第22章 山窮水盡

第22章 山窮水盡

第22章山窮水盡

看到她睜眼,他又補充了一句:「跟我在一起讓你覺得反感?」

聶染青的眼睛一眨不眨,忽然很想伸出手臂抱他一下,或者讓她挨他再近一點,近到能聞到他身上清爽的氣息。

秋風吹過來,皮膚泛起強烈的涼意,聶染青禁不住打了個哆嗦。再接着,下一秒鐘,她許的願望就實現。

習進南臉色微微沉下來,俯下身捉住她的一隻手,平時微涼的手掌此刻卻是無比溫暖。他皺着眉:「這麼涼?」

熟悉的語氣和表情,在這種蕭索的秋意里,聶染青突然沒來由地鼻子發酸,她又聞到他近在咫尺的淡淡的香水味道,她突然間難過得想掉淚,想也不想地揪住他的前襟,很緊,接着她的頭低下去,埋在他的懷抱里,再也不想鬆開。

習進南的身上有清冽涼意,聶染青深深地吸了一口氣,一動不動。她強打了一個夜晚加一個清晨的精神在此刻終於生出困意,她的肩膀垮下來,習進南為她擋住各方的風,她甚至都有些昏昏欲睡。

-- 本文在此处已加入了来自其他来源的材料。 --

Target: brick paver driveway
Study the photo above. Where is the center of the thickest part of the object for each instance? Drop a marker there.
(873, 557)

她感覺到他的一隻手環上她的後背,另一隻手則緩緩地摩挲着她的臉,從眼角開始,然後到臉頰,接着是下巴,直至她的耳垂,最後他的手停留在她的後腦勺,他的手指插進她的頭髮里。

聶染青知道他一直維持着這個姿勢會很難受,可是她就是不想鬆手。

分外難得的時刻,誰都不忍心打擾。

聶染青上午呵欠連連,犯錯良多。吃早餐的時候明明是要取牛奶,卻把橙汁倒進了杯子,然後她在皺着眉把橙汁放回位置上的時候,袖子上沾了盤子裏茶葉蛋的汁水。

習進南瞧了瞧她睡眼惺忪的模樣,問道:「你今天上午真的還要去祠廟?我看你現在沒精神得像只曬太陽的貓。」

習進南一開口,話里就帶了濃濃的鼻音,比以往更加低沉,而且他吃得很少,幾乎只在喝粥。聶染青抬眼看了看對面,還說她呢,他自己都精神不振。

她問:「感冒還沒好么?」

「前兩天本來好多了,今天上午又有點加重。」

雖然習進南回答得狀似不經意,聶染青還是立刻聯想到今天早上他倆在回酒店的路上,習進南把風衣脫下披在她身上的場景。無論是身還是心都頓覺溫暖的聶染青看着他穿着一件淺色襯衫,衣袂被風拂起,假如忽略掉溫度真的很低,她倒真覺得此刻的習進南有幾分飄飄欲仙的感覺。

當時又是一陣風吹過,聶染青記得自己很不厚道地拉緊他的風衣,然後很假惺惺地問他:「你冷不冷?這風衣你穿上吧。」

「我耐寒。」這是習進南在看到她的手揪著自己的風衣不鬆手的時候說出來的三個字。

假如病毒是罪魁禍首,那她也算是半個幫凶,並且還是引路的那種,聶染青感到有幾分內疚,好聲好氣地說:「今天上午你先休息吧,下午你精神好些了再回T市。」

他的動作停了停:「那你呢?」

聶染青稍稍想像了一下自己單獨去逛祠廟的情景,突然就覺得那地方不是那麼吸引人了。「我在酒店裏獃著。」

「不去祠廟了?」

「也沒有太大意思,不想去了。」

聶染青睡了一個上午,神清氣爽地醒來的時候已經十一點鐘。已經到了吃中飯的時間,而一向比她勤快的習進南竟然沒有動靜,聶染青猶豫片刻,最後過去敲門。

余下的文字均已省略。